Caught in FARC-government crossfire, Colombia's Nasa say 'get out'
The Nasa indigenous community in southwest Colombia is asserting control over its ancestral land, which has become a battleground for government troops and FARC guerrillas.
William Fernando Martinez/AP
For the three FARC guerrillas and a young accomplice captured by an indigenous tribe, each punishment option must have seemed as bad as the next. Hundreds of members of Colombia’s native Nasa community gathered at a school last weekend to decide if they should be publicly flogged, hung from their feet, or buried up to their necks for 24 hours.
The rebels had been captured days earlier by the tribe’s “Guard” – an army that does not carry weapons and counts women, children, and the elderly among its members. Nasa land, situated in the lush mountains of Colombia’s southwestern Cauca department, has in recent decades become a key battleground between government troops and leftist insurgents of the Revolutionary Armed Forces of Colombia (FARC). Sick of years caught in the crossfire, tribe members say they’ve had enough.
“We are the authority in our ancestral territory,” Jesus Chavez, head of Cauca’s regional indigenous council, told a Nasa assembly last weekend. The tribe has ordered all armed actors to leave the region, embarking on a series of operations targeting both the Army and the FARC to show it means business.

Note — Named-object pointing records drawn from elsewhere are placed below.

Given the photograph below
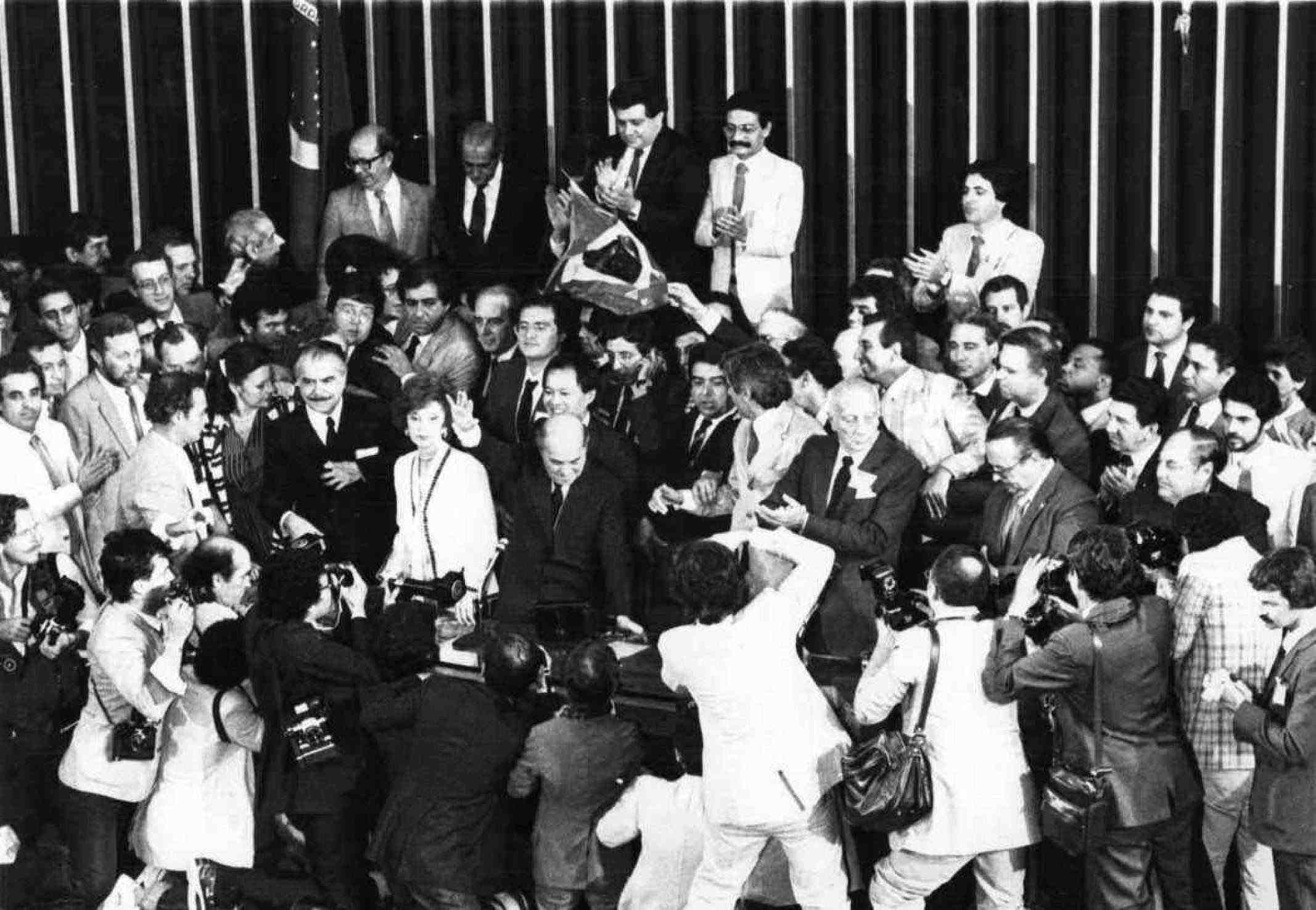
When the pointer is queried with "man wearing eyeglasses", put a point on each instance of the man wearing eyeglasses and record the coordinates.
(752, 212)
(378, 203)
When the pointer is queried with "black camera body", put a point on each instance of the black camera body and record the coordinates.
(899, 608)
(308, 733)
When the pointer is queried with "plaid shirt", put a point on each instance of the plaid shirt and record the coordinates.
(1218, 624)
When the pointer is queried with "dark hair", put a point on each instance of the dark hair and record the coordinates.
(1044, 354)
(1026, 434)
(237, 362)
(1249, 387)
(1104, 562)
(17, 363)
(428, 271)
(10, 508)
(1291, 571)
(588, 377)
(1146, 396)
(1222, 340)
(1005, 182)
(357, 287)
(761, 372)
(963, 576)
(1294, 354)
(813, 355)
(639, 91)
(290, 584)
(212, 557)
(1003, 283)
(221, 662)
(709, 581)
(752, 100)
(511, 665)
(110, 325)
(81, 228)
(128, 557)
(993, 330)
(1206, 520)
(591, 675)
(170, 395)
(1193, 300)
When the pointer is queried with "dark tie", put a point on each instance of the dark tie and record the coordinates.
(976, 255)
(842, 480)
(1158, 370)
(696, 442)
(387, 233)
(554, 504)
(738, 203)
(478, 215)
(525, 411)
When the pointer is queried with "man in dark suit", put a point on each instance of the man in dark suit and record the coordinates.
(490, 224)
(1174, 305)
(1029, 364)
(329, 464)
(1189, 463)
(567, 539)
(652, 178)
(1037, 506)
(378, 203)
(855, 492)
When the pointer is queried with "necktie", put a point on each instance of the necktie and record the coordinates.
(636, 160)
(976, 255)
(554, 504)
(738, 203)
(386, 220)
(139, 428)
(525, 411)
(696, 442)
(1158, 370)
(477, 229)
(842, 480)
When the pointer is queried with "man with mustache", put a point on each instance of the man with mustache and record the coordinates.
(752, 213)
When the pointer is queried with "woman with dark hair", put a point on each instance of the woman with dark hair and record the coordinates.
(445, 512)
(231, 451)
(203, 801)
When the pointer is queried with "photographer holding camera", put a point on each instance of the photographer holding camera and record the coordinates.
(41, 597)
(134, 651)
(1153, 793)
(308, 684)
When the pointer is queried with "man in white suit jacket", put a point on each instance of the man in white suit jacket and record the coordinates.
(752, 232)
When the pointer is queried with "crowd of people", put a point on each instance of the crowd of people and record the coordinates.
(249, 527)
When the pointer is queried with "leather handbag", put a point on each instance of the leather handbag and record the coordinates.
(886, 783)
(1077, 803)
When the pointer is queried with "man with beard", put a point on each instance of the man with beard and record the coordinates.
(1272, 472)
(107, 412)
(752, 212)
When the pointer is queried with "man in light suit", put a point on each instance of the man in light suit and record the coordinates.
(378, 203)
(105, 412)
(157, 487)
(855, 492)
(752, 212)
(1038, 506)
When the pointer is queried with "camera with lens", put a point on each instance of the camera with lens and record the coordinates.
(899, 608)
(308, 733)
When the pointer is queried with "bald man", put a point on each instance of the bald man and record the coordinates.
(569, 538)
(855, 492)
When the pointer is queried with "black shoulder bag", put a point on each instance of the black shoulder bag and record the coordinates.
(1077, 803)
(886, 783)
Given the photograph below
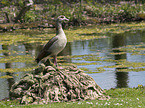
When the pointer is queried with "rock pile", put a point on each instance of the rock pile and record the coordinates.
(50, 84)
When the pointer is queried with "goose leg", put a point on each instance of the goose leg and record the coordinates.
(55, 60)
(55, 63)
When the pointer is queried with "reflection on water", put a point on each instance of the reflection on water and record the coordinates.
(100, 48)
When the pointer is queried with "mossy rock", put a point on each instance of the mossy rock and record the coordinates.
(50, 84)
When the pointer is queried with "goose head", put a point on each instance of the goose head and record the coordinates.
(62, 18)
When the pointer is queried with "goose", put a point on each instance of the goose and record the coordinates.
(56, 44)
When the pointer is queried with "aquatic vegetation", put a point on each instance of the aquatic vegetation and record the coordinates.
(35, 37)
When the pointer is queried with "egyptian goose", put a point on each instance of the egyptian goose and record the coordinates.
(56, 44)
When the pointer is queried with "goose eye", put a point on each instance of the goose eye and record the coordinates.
(62, 17)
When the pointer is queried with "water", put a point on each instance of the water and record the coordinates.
(97, 48)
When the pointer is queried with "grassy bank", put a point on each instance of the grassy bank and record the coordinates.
(120, 98)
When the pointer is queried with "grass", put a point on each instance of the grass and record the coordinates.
(120, 98)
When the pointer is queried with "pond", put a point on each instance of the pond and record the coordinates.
(114, 61)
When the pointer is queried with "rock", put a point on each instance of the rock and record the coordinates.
(50, 84)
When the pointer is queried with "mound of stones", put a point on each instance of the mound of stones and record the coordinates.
(50, 84)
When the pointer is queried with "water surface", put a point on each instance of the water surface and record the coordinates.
(115, 61)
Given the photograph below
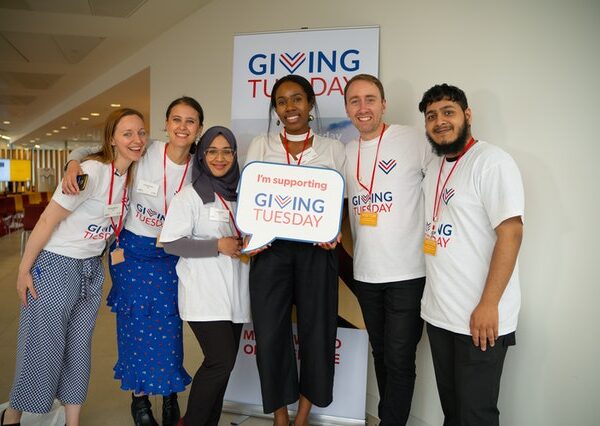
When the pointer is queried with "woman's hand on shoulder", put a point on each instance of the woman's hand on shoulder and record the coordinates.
(69, 183)
(25, 284)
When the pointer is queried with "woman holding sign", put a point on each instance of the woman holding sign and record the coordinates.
(213, 280)
(295, 273)
(60, 277)
(144, 290)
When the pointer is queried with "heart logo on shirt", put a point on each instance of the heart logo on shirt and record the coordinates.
(447, 195)
(387, 166)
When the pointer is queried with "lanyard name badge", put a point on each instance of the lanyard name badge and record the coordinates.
(309, 154)
(243, 257)
(158, 243)
(430, 242)
(118, 254)
(368, 217)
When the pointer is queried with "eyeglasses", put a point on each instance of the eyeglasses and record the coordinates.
(212, 153)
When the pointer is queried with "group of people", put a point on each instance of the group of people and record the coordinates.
(454, 216)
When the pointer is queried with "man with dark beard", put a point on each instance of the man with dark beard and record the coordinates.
(474, 207)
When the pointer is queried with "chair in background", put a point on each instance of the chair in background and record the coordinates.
(30, 218)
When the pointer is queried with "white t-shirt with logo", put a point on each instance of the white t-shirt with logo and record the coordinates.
(84, 232)
(210, 288)
(484, 190)
(392, 250)
(147, 194)
(325, 152)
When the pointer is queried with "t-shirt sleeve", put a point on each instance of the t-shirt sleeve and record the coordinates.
(179, 222)
(501, 191)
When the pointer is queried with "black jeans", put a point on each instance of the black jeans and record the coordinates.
(219, 341)
(468, 379)
(392, 313)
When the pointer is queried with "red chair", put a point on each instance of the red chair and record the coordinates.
(30, 218)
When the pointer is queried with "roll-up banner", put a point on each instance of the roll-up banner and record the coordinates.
(328, 58)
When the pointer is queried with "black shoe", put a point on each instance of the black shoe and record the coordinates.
(171, 411)
(7, 424)
(141, 411)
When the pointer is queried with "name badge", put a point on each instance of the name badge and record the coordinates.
(148, 188)
(309, 155)
(218, 215)
(429, 245)
(368, 218)
(113, 210)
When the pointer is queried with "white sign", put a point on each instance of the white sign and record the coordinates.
(289, 202)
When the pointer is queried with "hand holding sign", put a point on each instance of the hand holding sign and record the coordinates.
(290, 203)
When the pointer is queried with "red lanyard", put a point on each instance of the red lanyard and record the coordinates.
(165, 177)
(112, 180)
(287, 149)
(237, 231)
(438, 194)
(370, 188)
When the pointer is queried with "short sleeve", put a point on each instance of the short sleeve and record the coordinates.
(501, 191)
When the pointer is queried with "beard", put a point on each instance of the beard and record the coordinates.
(454, 147)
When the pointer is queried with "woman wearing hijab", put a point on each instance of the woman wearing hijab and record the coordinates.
(213, 281)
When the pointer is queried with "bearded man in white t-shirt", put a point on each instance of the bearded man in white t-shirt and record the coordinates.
(474, 206)
(384, 172)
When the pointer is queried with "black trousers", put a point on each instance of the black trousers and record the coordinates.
(294, 273)
(392, 314)
(468, 379)
(219, 341)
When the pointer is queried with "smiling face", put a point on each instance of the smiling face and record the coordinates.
(183, 125)
(219, 156)
(365, 107)
(129, 140)
(447, 126)
(292, 107)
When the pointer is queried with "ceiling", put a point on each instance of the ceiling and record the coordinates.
(49, 49)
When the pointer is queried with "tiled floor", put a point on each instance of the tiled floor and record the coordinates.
(106, 403)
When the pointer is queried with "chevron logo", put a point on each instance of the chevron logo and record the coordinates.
(292, 62)
(447, 195)
(387, 166)
(283, 201)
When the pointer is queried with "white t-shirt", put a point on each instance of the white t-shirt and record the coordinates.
(484, 190)
(148, 195)
(210, 288)
(84, 232)
(325, 152)
(392, 250)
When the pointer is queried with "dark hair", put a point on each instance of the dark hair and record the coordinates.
(306, 88)
(443, 91)
(191, 102)
(364, 77)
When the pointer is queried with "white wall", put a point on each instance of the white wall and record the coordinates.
(530, 71)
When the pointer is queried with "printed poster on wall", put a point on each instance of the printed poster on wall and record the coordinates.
(328, 58)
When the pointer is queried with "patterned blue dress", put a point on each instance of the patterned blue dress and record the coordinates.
(149, 330)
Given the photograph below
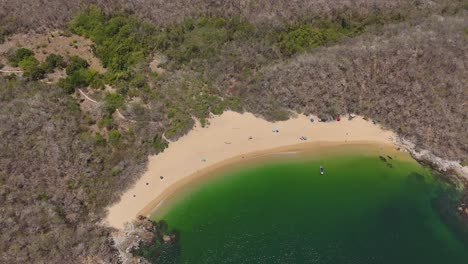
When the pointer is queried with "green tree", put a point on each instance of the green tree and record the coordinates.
(76, 63)
(31, 68)
(52, 62)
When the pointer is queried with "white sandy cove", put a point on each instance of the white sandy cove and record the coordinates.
(226, 137)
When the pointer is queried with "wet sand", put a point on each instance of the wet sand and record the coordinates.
(230, 139)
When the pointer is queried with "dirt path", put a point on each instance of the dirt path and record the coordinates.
(87, 97)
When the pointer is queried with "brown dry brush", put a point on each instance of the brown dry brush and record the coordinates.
(413, 80)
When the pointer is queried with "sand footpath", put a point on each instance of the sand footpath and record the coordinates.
(227, 138)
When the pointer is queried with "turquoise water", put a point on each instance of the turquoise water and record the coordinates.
(362, 210)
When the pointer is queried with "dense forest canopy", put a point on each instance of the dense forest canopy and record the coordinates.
(402, 63)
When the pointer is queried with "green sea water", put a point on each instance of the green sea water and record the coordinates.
(362, 210)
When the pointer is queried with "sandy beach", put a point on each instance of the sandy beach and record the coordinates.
(231, 138)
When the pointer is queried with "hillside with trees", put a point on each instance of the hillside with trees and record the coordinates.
(70, 147)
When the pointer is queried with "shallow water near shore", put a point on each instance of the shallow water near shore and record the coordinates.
(362, 210)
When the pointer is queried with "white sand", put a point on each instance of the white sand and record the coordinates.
(227, 137)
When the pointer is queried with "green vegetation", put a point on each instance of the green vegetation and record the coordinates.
(76, 63)
(120, 41)
(79, 75)
(159, 144)
(158, 250)
(52, 62)
(31, 68)
(112, 102)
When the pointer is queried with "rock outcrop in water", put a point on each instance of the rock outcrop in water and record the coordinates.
(130, 238)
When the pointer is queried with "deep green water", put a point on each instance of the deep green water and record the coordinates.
(360, 211)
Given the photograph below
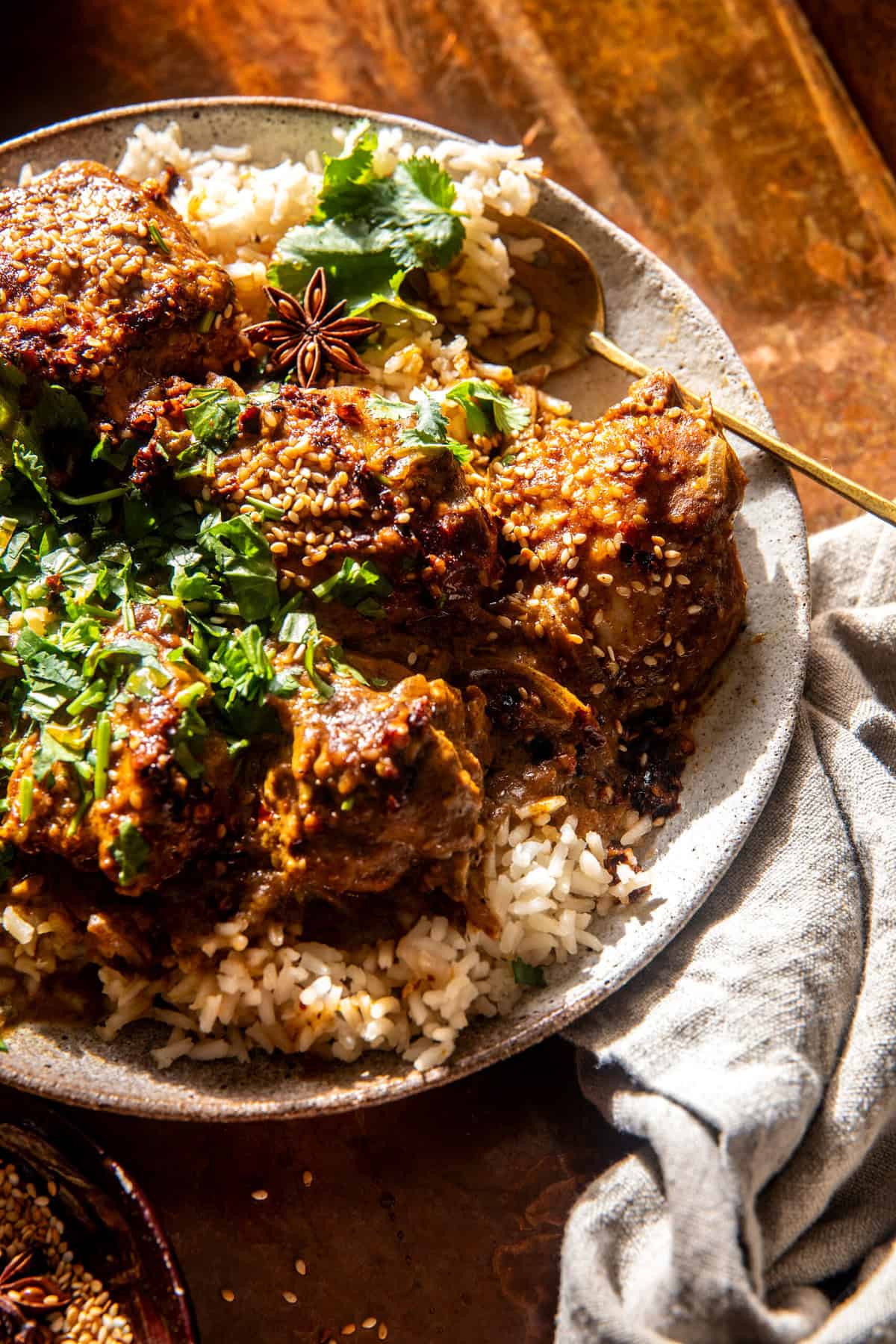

But President Juan Manuel Santos says he will not demilitarize “even one centimeter” in an area that is a historic guerrilla stronghold and major drug-trafficking corridor. The worsening security situation is a major challenge for him both at home, where critics say a soft-line security approach is leaving swaths of rural Colombia out of control, and abroad, as he promotes the image of a transformed, investment-friendly country.